57. The fusion protein of claim 56, comprising:

(i) a variant of SEQ ID NO; 10 comprising the substitution(s) Ile23Ala and/or His80Ala;

(ii) a variant of SEQ ID NO; 11 comprising the substitution His95Ala; or

(iii) a variant of SEQ ID NO; 9 comprising the substitution Cys5Ser.

58. The fusion protein of claim 44, comprising:

(i) an IgE amino acid sequence having at least 85%, 90%, 95%, or 99% sequence identity with each of SEQ ID NOs: 3, 4, and/or 5; and

(ii) an IgG amino acid sequence having at least 85%, 90%, 95%, or 99% sequence identity with; (a) each of SEQ ID NOs; 9, 10, and/or 11; or (b) each of SEQ ID NOs: 174, 175, and 176.

59. The fusion protein of claim 58, wherein the IgG amino acid sequence is fused at the C terminus of the IgE amino acid sequence.

60. The fusion protein of claim 44, wherein said fusion protein binds specifically to a cancer antigen.

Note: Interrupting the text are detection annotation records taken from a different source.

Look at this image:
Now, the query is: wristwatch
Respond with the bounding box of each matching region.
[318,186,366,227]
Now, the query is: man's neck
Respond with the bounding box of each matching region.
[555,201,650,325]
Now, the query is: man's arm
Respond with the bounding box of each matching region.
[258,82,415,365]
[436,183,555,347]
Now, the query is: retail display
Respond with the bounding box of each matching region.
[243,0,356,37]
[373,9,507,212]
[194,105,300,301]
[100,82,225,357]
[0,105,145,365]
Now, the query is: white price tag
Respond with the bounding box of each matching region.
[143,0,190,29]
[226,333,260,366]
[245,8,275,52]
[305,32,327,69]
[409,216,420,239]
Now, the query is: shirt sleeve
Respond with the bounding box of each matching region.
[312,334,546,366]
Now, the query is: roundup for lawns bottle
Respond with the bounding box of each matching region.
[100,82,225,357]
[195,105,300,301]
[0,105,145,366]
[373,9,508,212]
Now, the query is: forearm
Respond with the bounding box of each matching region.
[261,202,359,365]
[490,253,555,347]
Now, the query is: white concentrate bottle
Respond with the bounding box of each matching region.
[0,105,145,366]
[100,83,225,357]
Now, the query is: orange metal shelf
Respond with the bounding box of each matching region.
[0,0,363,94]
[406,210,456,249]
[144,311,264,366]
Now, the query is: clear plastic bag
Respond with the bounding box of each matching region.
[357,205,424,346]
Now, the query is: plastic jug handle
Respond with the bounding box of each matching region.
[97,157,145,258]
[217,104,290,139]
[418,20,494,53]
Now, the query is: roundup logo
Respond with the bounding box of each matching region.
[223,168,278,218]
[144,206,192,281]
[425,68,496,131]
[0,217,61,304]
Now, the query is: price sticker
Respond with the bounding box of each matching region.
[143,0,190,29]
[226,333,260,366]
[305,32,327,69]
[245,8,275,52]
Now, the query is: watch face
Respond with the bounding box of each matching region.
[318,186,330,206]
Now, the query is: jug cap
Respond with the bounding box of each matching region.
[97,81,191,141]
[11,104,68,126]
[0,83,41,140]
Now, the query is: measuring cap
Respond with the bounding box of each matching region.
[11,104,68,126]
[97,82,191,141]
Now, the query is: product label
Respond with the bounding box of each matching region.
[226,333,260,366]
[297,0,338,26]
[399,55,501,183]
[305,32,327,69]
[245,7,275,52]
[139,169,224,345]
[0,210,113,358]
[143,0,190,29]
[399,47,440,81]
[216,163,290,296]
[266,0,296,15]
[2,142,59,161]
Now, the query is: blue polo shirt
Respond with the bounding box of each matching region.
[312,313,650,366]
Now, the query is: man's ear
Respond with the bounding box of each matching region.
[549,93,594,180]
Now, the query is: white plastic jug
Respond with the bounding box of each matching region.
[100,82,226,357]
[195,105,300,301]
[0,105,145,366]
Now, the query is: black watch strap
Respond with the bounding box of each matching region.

61. The fusion protein of claim 44, comprising all six of the sequences from one of the following groups of SEQ ID NOs: SEQ ID NOs: 27-32, SEQ ID NOs: 33-38, SEQ ID NOs: 39-45, SEQ ID NOs: 46-51, SEQ ID NOs: 52-57, SEQ ID NOs: 58-63, SEQ ID NOs: 64-69, SEQ ID NOs: 70-75, SEQ ID NOs: 76-81, SEQ ID NOs: 82-87, SEQ ID NOs: 88-93, SEQ ID NOs: 94-99, or SEQ ID NOs: 100-105.

62. The fusion protein of claim 44, comprising a variable domain with an amino acid sequence having at least 85%, 90%, 95%, or 99% sequence identity with a sequence selected from the group consisting of SEQ ID NO: 1, 160, 161, 162, 177, and 178.

63. The fusion protein of claim 44, wherein said fusion protein binds to FcγRI and/or FcγRIIIb.

64. The fusion protein of claim 44, wherein said fusion protein comprises a modified IgG hinge region lacking a free cysteine residue.

65. The fusion protein of claim 44, wherein said fusion protein shows increased thermal stability compared to an IgE.

66. The fusion protein of claim 44, wherein said fusion protein does not bind to FcRn.

67. The fusion protein of claim 44, wherein said fusion protein comprises a modified IgG CH2 and/or CH3 domain lacking one or more isoleucine or histidine residues associated with FcRn binding.

68. A pharmaceutical composition comprising a fusion protein of claim 44 and a pharmaceutically acceptable excipient, diluent, or carrier.